1. What essential features of design did Meusnier’s first dirigible incorporate? 2. Describe the difference between rigid, semi-rigid, and flexible types of dirigibles. 3. State the laws governing the increase of resistance with speed, the increase of power necessary for a given increase of speed, and the ratio in which the volume and area of the gas bag increase with increased dimensions. 4. What provides the lifting power of the dirigible and how is this lifting power utilized? Why should this lifting power be so much less at night than in the daytime? What is net lifting power? 5. What are air balloonets? How and for what purpose are they used? 6. What is the most efficient form of envelope for the dirigible, and why? 7. Why cannot the ordinary spherical balloon be propelled as a dirigible? 8. Is the form of the stern as important as the bow? 9. What is longitudinal stability and how is it obtained? 10. How is stability of direction obtained? What are stabilizing planes? 11. Why must a form of suspension for the car that cannot be accidentally displaced with relation to the balloon be provided?

12. Theoretically, where should the propulsive effort be applied to a dirigible? What factors affect the placing of the propeller and what has been proved to be the most practical solution of the problem?

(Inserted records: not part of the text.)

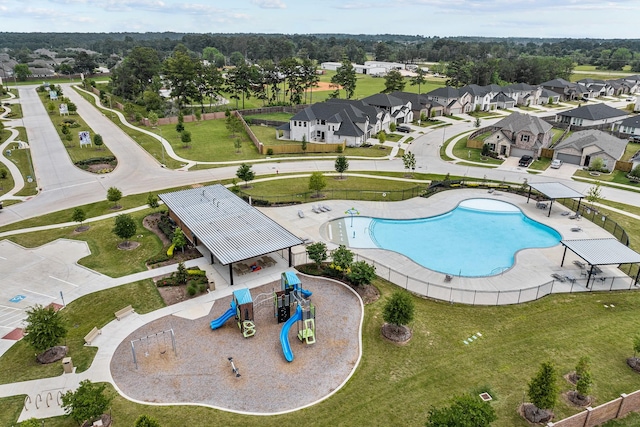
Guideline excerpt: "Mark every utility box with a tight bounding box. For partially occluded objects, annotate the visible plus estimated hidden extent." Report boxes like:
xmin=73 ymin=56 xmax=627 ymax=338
xmin=62 ymin=357 xmax=73 ymax=374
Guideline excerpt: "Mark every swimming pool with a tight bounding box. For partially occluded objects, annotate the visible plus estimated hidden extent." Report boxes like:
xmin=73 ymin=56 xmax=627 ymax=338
xmin=334 ymin=198 xmax=561 ymax=277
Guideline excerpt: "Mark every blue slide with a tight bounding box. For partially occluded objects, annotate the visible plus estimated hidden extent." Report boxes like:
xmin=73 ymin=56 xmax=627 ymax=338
xmin=210 ymin=301 xmax=236 ymax=330
xmin=295 ymin=284 xmax=312 ymax=299
xmin=280 ymin=305 xmax=303 ymax=362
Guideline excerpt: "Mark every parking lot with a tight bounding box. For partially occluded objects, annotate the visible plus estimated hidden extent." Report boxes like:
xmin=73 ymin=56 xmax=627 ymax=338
xmin=0 ymin=239 xmax=106 ymax=334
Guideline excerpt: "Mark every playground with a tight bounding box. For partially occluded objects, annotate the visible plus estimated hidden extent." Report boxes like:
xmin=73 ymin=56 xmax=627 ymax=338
xmin=109 ymin=274 xmax=362 ymax=414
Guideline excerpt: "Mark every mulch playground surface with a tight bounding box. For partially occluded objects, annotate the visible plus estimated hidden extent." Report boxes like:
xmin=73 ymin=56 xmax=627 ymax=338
xmin=110 ymin=277 xmax=362 ymax=413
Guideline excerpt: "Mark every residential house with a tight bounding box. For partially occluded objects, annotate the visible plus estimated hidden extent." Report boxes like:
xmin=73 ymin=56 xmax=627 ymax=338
xmin=425 ymin=87 xmax=472 ymax=115
xmin=540 ymin=78 xmax=595 ymax=101
xmin=460 ymin=84 xmax=494 ymax=111
xmin=614 ymin=115 xmax=640 ymax=138
xmin=555 ymin=104 xmax=629 ymax=128
xmin=553 ymin=130 xmax=627 ymax=169
xmin=277 ymin=99 xmax=388 ymax=147
xmin=491 ymin=92 xmax=516 ymax=109
xmin=361 ymin=93 xmax=413 ymax=124
xmin=503 ymin=83 xmax=542 ymax=106
xmin=389 ymin=91 xmax=444 ymax=118
xmin=539 ymin=89 xmax=561 ymax=105
xmin=482 ymin=112 xmax=552 ymax=158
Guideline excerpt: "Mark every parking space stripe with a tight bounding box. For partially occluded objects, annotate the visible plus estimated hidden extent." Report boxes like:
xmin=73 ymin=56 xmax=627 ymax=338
xmin=22 ymin=289 xmax=56 ymax=299
xmin=49 ymin=275 xmax=78 ymax=287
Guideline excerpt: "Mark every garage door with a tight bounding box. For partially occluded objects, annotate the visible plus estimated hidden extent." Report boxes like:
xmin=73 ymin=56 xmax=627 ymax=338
xmin=510 ymin=148 xmax=534 ymax=158
xmin=557 ymin=153 xmax=581 ymax=165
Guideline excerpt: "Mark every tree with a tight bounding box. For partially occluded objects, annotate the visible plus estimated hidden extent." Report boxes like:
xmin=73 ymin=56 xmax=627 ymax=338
xmin=528 ymin=361 xmax=558 ymax=410
xmin=330 ymin=244 xmax=353 ymax=273
xmin=61 ymin=380 xmax=113 ymax=426
xmin=335 ymin=155 xmax=349 ymax=179
xmin=147 ymin=193 xmax=159 ymax=209
xmin=148 ymin=112 xmax=159 ymax=127
xmin=588 ymin=157 xmax=605 ymax=172
xmin=234 ymin=138 xmax=242 ymax=153
xmin=331 ymin=57 xmax=356 ymax=99
xmin=47 ymin=101 xmax=56 ymax=114
xmin=629 ymin=164 xmax=640 ymax=179
xmin=301 ymin=134 xmax=307 ymax=153
xmin=402 ymin=152 xmax=416 ymax=175
xmin=586 ymin=181 xmax=604 ymax=209
xmin=225 ymin=112 xmax=243 ymax=137
xmin=378 ymin=130 xmax=387 ymax=144
xmin=112 ymin=214 xmax=137 ymax=246
xmin=175 ymin=261 xmax=188 ymax=284
xmin=13 ymin=63 xmax=31 ymax=81
xmin=93 ymin=134 xmax=103 ymax=150
xmin=23 ymin=304 xmax=68 ymax=353
xmin=347 ymin=261 xmax=376 ymax=286
xmin=181 ymin=130 xmax=192 ymax=147
xmin=382 ymin=291 xmax=415 ymax=333
xmin=18 ymin=419 xmax=42 ymax=427
xmin=410 ymin=68 xmax=428 ymax=96
xmin=172 ymin=227 xmax=187 ymax=253
xmin=176 ymin=111 xmax=185 ymax=133
xmin=309 ymin=171 xmax=327 ymax=197
xmin=135 ymin=414 xmax=161 ymax=427
xmin=474 ymin=117 xmax=481 ymax=128
xmin=124 ymin=102 xmax=136 ymax=121
xmin=236 ymin=163 xmax=255 ymax=188
xmin=306 ymin=242 xmax=328 ymax=268
xmin=71 ymin=207 xmax=86 ymax=226
xmin=426 ymin=394 xmax=497 ymax=427
xmin=0 ymin=168 xmax=7 ymax=179
xmin=383 ymin=69 xmax=406 ymax=93
xmin=202 ymin=46 xmax=225 ymax=68
xmin=163 ymin=48 xmax=199 ymax=109
xmin=107 ymin=186 xmax=122 ymax=208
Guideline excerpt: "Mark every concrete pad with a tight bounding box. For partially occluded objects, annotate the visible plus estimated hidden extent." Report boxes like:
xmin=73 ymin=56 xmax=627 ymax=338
xmin=0 ymin=239 xmax=105 ymax=330
xmin=173 ymin=300 xmax=215 ymax=320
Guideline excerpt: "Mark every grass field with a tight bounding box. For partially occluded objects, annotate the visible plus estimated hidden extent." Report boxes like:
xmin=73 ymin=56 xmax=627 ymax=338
xmin=0 ymin=127 xmax=38 ymax=197
xmin=36 ymin=89 xmax=116 ymax=163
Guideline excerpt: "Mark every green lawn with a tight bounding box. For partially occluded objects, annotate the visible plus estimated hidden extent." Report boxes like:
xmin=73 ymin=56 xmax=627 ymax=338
xmin=452 ymin=137 xmax=503 ymax=165
xmin=244 ymin=112 xmax=293 ymax=122
xmin=529 ymin=157 xmax=551 ymax=171
xmin=36 ymin=89 xmax=116 ymax=163
xmin=0 ymin=279 xmax=164 ymax=385
xmin=574 ymin=169 xmax=640 ymax=188
xmin=0 ymin=127 xmax=38 ymax=197
xmin=550 ymin=128 xmax=566 ymax=144
xmin=4 ymin=102 xmax=22 ymax=119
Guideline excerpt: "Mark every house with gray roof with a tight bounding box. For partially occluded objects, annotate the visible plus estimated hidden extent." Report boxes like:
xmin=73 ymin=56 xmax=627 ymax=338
xmin=491 ymin=92 xmax=516 ymax=109
xmin=277 ymin=99 xmax=388 ymax=147
xmin=553 ymin=130 xmax=627 ymax=169
xmin=425 ymin=86 xmax=472 ymax=115
xmin=555 ymin=104 xmax=629 ymax=128
xmin=389 ymin=91 xmax=445 ymax=118
xmin=361 ymin=93 xmax=413 ymax=124
xmin=482 ymin=112 xmax=553 ymax=158
xmin=614 ymin=115 xmax=640 ymax=138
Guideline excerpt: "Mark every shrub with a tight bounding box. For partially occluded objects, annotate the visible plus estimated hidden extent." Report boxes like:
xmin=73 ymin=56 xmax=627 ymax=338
xmin=146 ymin=253 xmax=170 ymax=265
xmin=167 ymin=243 xmax=176 ymax=258
xmin=347 ymin=260 xmax=376 ymax=286
xmin=187 ymin=269 xmax=206 ymax=276
xmin=382 ymin=291 xmax=415 ymax=330
xmin=266 ymin=148 xmax=274 ymax=156
xmin=0 ymin=168 xmax=7 ymax=179
xmin=187 ymin=284 xmax=197 ymax=296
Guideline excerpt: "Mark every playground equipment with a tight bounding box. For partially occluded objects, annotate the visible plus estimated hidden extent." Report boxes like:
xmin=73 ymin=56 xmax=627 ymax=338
xmin=130 ymin=328 xmax=177 ymax=369
xmin=228 ymin=357 xmax=241 ymax=377
xmin=210 ymin=288 xmax=256 ymax=338
xmin=276 ymin=272 xmax=316 ymax=362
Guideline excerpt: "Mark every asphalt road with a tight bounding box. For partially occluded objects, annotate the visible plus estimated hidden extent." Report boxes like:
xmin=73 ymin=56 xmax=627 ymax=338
xmin=1 ymin=85 xmax=638 ymax=227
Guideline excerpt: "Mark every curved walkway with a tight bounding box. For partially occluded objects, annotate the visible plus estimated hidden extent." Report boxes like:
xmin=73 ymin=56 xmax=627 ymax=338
xmin=0 ymin=94 xmax=29 ymax=202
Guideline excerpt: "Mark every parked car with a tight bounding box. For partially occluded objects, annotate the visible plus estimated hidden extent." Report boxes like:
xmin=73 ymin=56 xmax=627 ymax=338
xmin=518 ymin=155 xmax=534 ymax=167
xmin=626 ymin=97 xmax=635 ymax=102
xmin=629 ymin=135 xmax=640 ymax=143
xmin=550 ymin=159 xmax=563 ymax=169
xmin=396 ymin=125 xmax=411 ymax=133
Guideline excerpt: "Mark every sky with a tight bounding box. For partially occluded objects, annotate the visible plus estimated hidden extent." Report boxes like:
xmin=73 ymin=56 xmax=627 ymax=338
xmin=0 ymin=0 xmax=639 ymax=39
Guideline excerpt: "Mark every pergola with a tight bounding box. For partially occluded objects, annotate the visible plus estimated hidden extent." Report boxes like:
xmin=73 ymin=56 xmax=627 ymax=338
xmin=159 ymin=184 xmax=303 ymax=286
xmin=527 ymin=182 xmax=585 ymax=217
xmin=561 ymin=238 xmax=640 ymax=288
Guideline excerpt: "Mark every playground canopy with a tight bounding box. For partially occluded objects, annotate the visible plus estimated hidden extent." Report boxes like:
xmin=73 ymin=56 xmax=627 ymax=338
xmin=159 ymin=184 xmax=303 ymax=271
xmin=526 ymin=182 xmax=585 ymax=217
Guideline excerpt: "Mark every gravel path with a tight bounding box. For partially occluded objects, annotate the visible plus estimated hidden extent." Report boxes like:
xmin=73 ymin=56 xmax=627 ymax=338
xmin=110 ymin=276 xmax=362 ymax=414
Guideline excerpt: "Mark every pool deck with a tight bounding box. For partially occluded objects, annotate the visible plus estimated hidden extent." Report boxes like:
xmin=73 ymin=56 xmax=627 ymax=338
xmin=259 ymin=189 xmax=635 ymax=304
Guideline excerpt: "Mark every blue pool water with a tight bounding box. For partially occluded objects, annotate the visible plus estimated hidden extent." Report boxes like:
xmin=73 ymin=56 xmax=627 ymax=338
xmin=343 ymin=199 xmax=561 ymax=277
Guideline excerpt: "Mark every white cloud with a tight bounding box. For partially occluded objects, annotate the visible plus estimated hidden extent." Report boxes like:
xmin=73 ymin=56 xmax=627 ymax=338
xmin=251 ymin=0 xmax=286 ymax=9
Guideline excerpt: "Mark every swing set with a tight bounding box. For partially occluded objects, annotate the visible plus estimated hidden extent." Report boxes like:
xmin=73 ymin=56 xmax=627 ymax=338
xmin=130 ymin=328 xmax=177 ymax=369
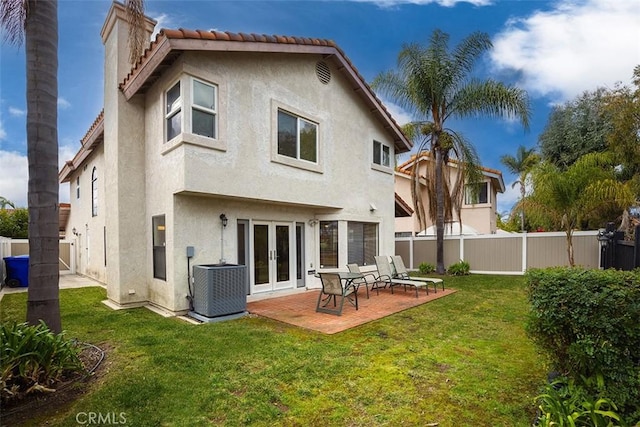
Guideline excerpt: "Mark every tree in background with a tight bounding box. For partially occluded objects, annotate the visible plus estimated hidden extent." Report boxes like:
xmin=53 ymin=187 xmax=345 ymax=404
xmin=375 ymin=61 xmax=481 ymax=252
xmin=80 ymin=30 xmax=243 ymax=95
xmin=538 ymin=88 xmax=611 ymax=170
xmin=524 ymin=153 xmax=634 ymax=266
xmin=604 ymin=65 xmax=640 ymax=196
xmin=373 ymin=29 xmax=530 ymax=273
xmin=500 ymin=145 xmax=539 ymax=232
xmin=0 ymin=208 xmax=29 ymax=239
xmin=1 ymin=0 xmax=147 ymax=333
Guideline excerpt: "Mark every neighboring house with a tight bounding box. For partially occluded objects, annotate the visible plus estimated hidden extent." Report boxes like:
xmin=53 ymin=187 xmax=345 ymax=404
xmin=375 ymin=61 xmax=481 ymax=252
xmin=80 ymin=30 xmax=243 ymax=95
xmin=395 ymin=153 xmax=505 ymax=236
xmin=59 ymin=2 xmax=411 ymax=314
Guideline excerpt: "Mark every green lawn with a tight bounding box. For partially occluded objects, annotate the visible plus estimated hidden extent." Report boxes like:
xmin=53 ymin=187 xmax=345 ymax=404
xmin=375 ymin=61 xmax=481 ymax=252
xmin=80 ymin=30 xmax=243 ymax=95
xmin=1 ymin=275 xmax=547 ymax=426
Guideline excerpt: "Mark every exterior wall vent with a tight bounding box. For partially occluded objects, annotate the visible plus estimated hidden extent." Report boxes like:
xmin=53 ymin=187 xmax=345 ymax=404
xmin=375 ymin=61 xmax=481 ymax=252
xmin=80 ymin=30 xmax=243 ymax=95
xmin=316 ymin=61 xmax=331 ymax=85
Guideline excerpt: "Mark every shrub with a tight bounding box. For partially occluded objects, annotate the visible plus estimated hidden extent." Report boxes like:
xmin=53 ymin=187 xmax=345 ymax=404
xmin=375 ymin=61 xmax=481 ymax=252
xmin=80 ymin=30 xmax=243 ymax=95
xmin=526 ymin=267 xmax=640 ymax=423
xmin=535 ymin=375 xmax=626 ymax=427
xmin=447 ymin=260 xmax=470 ymax=276
xmin=418 ymin=262 xmax=435 ymax=274
xmin=1 ymin=321 xmax=84 ymax=403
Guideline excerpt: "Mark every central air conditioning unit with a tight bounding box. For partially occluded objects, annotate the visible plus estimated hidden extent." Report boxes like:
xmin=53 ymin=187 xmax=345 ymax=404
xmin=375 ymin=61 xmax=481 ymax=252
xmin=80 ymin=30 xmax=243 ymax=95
xmin=191 ymin=264 xmax=246 ymax=319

13. Discuss the advantages of the kite balloon over the aeroplane for observation. 14. What is the effect of the wind on a modern kite balloon? 15. What is the difference between "pounds per horsepower" and "pounds per horsepower hour" as applied to the motor of a dirigible? Which is more important?

10. Sketch and explain the Astra-Torres suspension.

17. What differences exist between a Zeppelin and a Schutte-Lanz dirigible? 18. Describe the "L-49", discussing power plant and control. 19. Define static and dynamic equilibrium as applied to the dirigible. 20. Is the Zeppelin effective? Discuss fully.

*After completing the work, add and sign the following statement:*

I hereby certify that the above work is entirely my own.

(Signed)